The impact and implications of the UK’s exit from the EU are both far-reaching and long-term. Since the referendum in June 2016, the UK higher education sector has been preparing for significant changes to the UK HE landscape including impacts on international education, collaboration and research. This session will explore the challenges and opportunities for internationalisation presented by Brexit, focusing on the strategic approach of the University of St Andrews.

 The University of St Andrews, Scotland’s first and most international university, is one of the UK’s leading research-intensive universities. St Andrews was named UK university of the year in The Times and Sunday Times Good University Guide 2020. It was also rated first in Scotland and second in the UK by the Guardian University Guide 2020.

Samantha Lister: Internationalization in a post-Brexit world – a case study

Carla Camargo Cassol Da Silva: The Whys of Internationalization of Higher Education in Brazil

Carla Camargo Cassol Da Silva - The Whys of Internationalization of Higher Education in Brazilian Higher Education Institutions.

This presentation aims to present a brief historial overview about  Internationalization of Higher Education in Brazil, giving light to the status of the theme in the country. It also aims to elicit motives, goals and present challenges faced by Brazilian Higher Education Institutions regarding national scenarios and political issues.

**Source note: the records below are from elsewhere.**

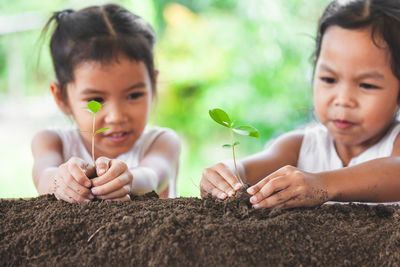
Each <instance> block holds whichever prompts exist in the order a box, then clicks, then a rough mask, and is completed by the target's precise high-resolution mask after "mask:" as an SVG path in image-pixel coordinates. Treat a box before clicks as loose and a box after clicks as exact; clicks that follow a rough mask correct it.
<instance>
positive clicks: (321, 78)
mask: <svg viewBox="0 0 400 267" xmlns="http://www.w3.org/2000/svg"><path fill="white" fill-rule="evenodd" d="M321 80H322V81H323V82H325V83H329V84H331V83H335V82H336V79H334V78H330V77H321Z"/></svg>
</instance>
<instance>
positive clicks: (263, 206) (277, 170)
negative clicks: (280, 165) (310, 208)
mask: <svg viewBox="0 0 400 267" xmlns="http://www.w3.org/2000/svg"><path fill="white" fill-rule="evenodd" d="M247 192H248V193H249V194H250V195H253V196H252V197H251V198H250V203H251V204H253V207H254V208H273V207H277V208H282V209H286V208H293V207H299V206H302V207H312V206H316V205H319V204H322V203H324V202H326V201H328V191H327V189H326V186H325V185H324V184H323V183H322V179H319V177H318V175H317V174H314V173H308V172H305V171H302V170H300V169H298V168H295V167H293V166H289V165H288V166H285V167H282V168H281V169H279V170H277V171H276V172H274V173H272V174H270V175H269V176H267V177H265V178H264V179H262V180H261V181H259V182H258V183H257V184H255V185H253V186H252V187H250V188H248V189H247Z"/></svg>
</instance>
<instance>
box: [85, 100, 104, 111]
mask: <svg viewBox="0 0 400 267" xmlns="http://www.w3.org/2000/svg"><path fill="white" fill-rule="evenodd" d="M87 108H88V109H89V111H90V112H92V113H93V114H96V113H97V112H99V110H100V109H101V104H100V103H99V102H97V101H95V100H92V101H90V102H89V103H88V107H87Z"/></svg>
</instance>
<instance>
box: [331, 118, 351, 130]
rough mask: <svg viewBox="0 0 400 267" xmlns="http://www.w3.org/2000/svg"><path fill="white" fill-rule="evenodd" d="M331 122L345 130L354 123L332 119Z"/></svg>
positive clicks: (344, 120) (347, 128) (337, 127)
mask: <svg viewBox="0 0 400 267" xmlns="http://www.w3.org/2000/svg"><path fill="white" fill-rule="evenodd" d="M333 123H334V124H335V126H336V127H337V128H339V129H341V130H345V129H348V128H350V127H351V126H353V125H354V123H352V122H349V121H346V120H333Z"/></svg>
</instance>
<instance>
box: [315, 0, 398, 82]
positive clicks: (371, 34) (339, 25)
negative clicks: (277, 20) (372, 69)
mask: <svg viewBox="0 0 400 267" xmlns="http://www.w3.org/2000/svg"><path fill="white" fill-rule="evenodd" d="M333 25H336V26H339V27H342V28H345V29H360V28H366V27H371V39H372V41H373V42H374V44H375V45H376V46H377V47H379V45H378V43H379V42H378V39H379V38H380V39H383V40H384V41H385V43H386V44H387V47H388V49H389V51H390V54H391V67H392V72H393V74H394V75H395V76H396V77H397V79H398V80H399V81H400V0H347V1H346V2H344V1H338V0H334V1H333V2H331V3H330V4H329V5H328V6H327V7H326V8H325V11H324V13H323V14H322V16H321V18H320V20H319V25H318V32H317V39H316V47H315V52H314V55H313V59H314V68H315V63H316V62H317V60H318V57H319V54H320V52H321V43H322V38H323V36H324V33H325V31H326V29H327V28H328V27H329V26H333Z"/></svg>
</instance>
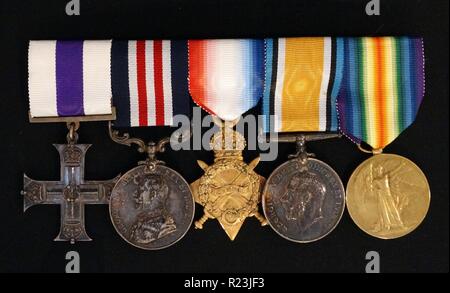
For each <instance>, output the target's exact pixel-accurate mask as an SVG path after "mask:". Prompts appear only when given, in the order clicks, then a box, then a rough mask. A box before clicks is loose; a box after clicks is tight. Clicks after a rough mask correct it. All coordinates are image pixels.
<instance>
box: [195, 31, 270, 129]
mask: <svg viewBox="0 0 450 293" xmlns="http://www.w3.org/2000/svg"><path fill="white" fill-rule="evenodd" d="M263 88H264V40H254V39H223V40H190V41H189V92H190V94H191V96H192V99H193V100H194V102H195V103H196V104H197V105H199V106H200V107H202V108H203V109H204V110H206V111H207V112H209V113H210V114H213V115H217V116H218V117H219V118H221V119H223V120H228V121H230V120H234V119H236V118H238V117H240V116H241V115H242V114H243V113H245V112H247V111H248V110H249V109H251V108H253V107H255V106H256V105H257V104H258V102H259V100H260V98H261V96H262V94H263Z"/></svg>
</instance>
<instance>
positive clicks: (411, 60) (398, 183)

Jeffrey Lesser - Research as a Global Strategy

Emory University’s Global Strategy seeks to lead and influence global scholarship, research, and teaching in order to equip students to meet the opportunities and challenges of an increasingly interconnected world. In our initial strategic phase, we focused on country-based initiatives in Brazil, China, Ethiopia, India, and South Korea but over the years, we have taken a more “grass-roots” approach that seeks to expand existing faculty research connections broadly. 

In order to do this Emory’s first step was to transform the Halle Institute from a primarily programming oriented unit that hosted hundreds of events per year into a research-focused, faculty-directed unit.   One of our most successful strategic approaches has been the Collaborative Research Grant (CRG) program that tests the hypothesis: “Can great research be recognizable across fields, geographies, and topics?”   We do this with about ten bi-lateral, shared-funding, Collaborative Research Grant competitions that connect us to highly ranked, comprehensive partner universities without regard to discipline, location, or theme.

Our primary directive is “Open to All,” and the results have been gratifying. We have funded dozens of projects across the globe ranging from digital cartography to drug discovery. These projects have internationalized Emory (and we hope our partners) from within and externally.  Faculty and students see that collaboration with, for example, the University of Bonn, is not about “German Studies” but all areas of knowledge.  Our multi-school peer review committee breaks down barriers by bringing together colleagues who have never met – this year’s group includes faculty from Physics, Theater, Public Health, Biology, Jewish Studies, and Nursing.   Peer-review across fields of knowledge and space demands that the joint project proposals be written without jargon.  Thus, from the start, the global research outcomes speak to multiple publics both inside and outside of the academy.